Sun Xiao-Man, Zhang Zi-Xu, Wang Ling-Ru, Wang Jing-Gang, Liang Yan, Yang Hai-Feng, Tao Rong-Sheng, Jiang Yu, Yang Jun-Jie, Yang Sheng
School of Food Science and Pharmaceutical Engineering, Nanjing Normal University, Nanjing, Jiangsu, China.
HuaRui Biotechnology Company, Huzhou, Zhejiang, China.
Biotechnol Bioeng. 2021 Jan;118(1):153-163. doi: 10.1002/bit.27558. Epub 2020 Sep 18.
Escherichia coli BL21 (DE3) is an excellent and widely used host for recombinant protein production. Many variant hosts were developed from BL21 (DE3), but improving the expression of specific proteins remains a major challenge in biotechnology. In this study, we found that when BL21 (DE3) overexpressed glucose dehydrogenase (GDH), a significant industrial enzyme, severe cell autolysis was induced. Subsequently, we observed this phenomenon in the expression of 10 other recombinant proteins. This precludes a further increase of the produced enzyme activity by extending the fermentation time, which is not conducive to the reduction of industrial enzyme production costs. Analysis of membrane structure and messenger RNA expression analysis showed that cells could underwent a form of programmed cell death (PCD) during the autolysis period. However, blocking three known PCD pathways in BL21 (DE3) did not completely alleviate autolysis completely. Consequently, we attempted to develop a strong expression host resistant to autolysis by controlling the speed of recombinant protein expression.
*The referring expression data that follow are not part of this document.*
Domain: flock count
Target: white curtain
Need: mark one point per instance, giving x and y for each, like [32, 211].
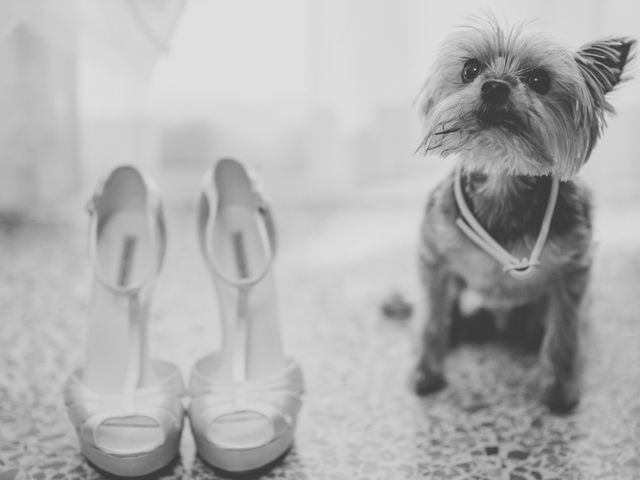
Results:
[73, 92]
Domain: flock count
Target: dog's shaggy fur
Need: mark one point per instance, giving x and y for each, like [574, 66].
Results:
[543, 121]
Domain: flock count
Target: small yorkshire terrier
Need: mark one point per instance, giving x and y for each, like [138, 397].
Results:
[522, 114]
To find a more suitable protein expression rate, the high- and low-strength promoter lacUV5 and lac were shuffled and recombined to yield the promoter variants lacUV5-1A and lac-1G. The results showed that only one base in lac promoter needs to be changed, and the A at the +1 position was changed to a G, resulting in the improved host BL21 (DE3-lac1G), which resistant to autolysis. As a consequence, the GDH activity at 43 h was greatly increased from 37.5 to 452.0 U/ml. In scale-up fermentation, the new host was able to produce the model enzyme with a high rate of 89.55 U/ml/h at 43 h, compared to only 3 U/ml/h achieved using BL21 (DE3). Importantly, BL21 (DE3-lac1G) also successfully improved the production of 10 other enzymes. The engineered E. coli strain constructed in this study conveniently optimizes recombinant protein overexpression by suppressing cell autolysis, and shows great potential for industrial applications.
大肠杆菌BL21(DE3)是一种优良且广泛应用于重组蛋白生产的宿主菌。许多变体宿主菌是从BL21(DE3)发展而来的,但提高特定蛋白的表达水平在生物技术领域仍然是一项重大挑战。在本研究中,我们发现当BL21(DE3)过表达葡萄糖脱氢酶(一种重要的工业酶)时,会诱导严重的细胞自溶。随后,我们在其他10种重组蛋白的表达中也观察到了这种现象。这使得无法通过延长发酵时间进一步提高所产酶的活性,不利于降低工业酶的生产成本。对膜结构的分析和信使核糖核酸表达分析表明,细胞在自溶期可能经历了一种程序性细胞死亡(PCD)形式。然而,阻断BL21(DE3)中三种已知的PCD途径并不能完全缓解自溶。因此,我们试图通过控制重组蛋白的表达速度来开发一种抗自溶的高效表达宿主菌。为了找到更合适的蛋白表达速率,对高强度启动子lacUV5和低强度启动子lac进行洗牌和重组,得到启动子变体lacUV5-1A和lac-1G。结果表明,lac启动子只需改变一个碱基,将+1位置的A变为G,即可得到抗自溶的改良宿主菌BL21(DE3-lac1G)。结果,43小时时的葡萄糖脱氢酶活性从37.5大幅提高到452.0 U/ml。在放大发酵中,新宿主菌在43小时时能够以89.55 U/ml/h的高速率生产模型酶,而使用BL21(DE3)时仅为3 U/ml/h。重要的是,BL21(DE3-lac1G)也成功提高了其他10种酶的产量。本研究构建的工程化大肠杆菌菌株通过抑制细胞自溶方便地优化了重组蛋白的过表达,在工业应用中显示出巨大潜力。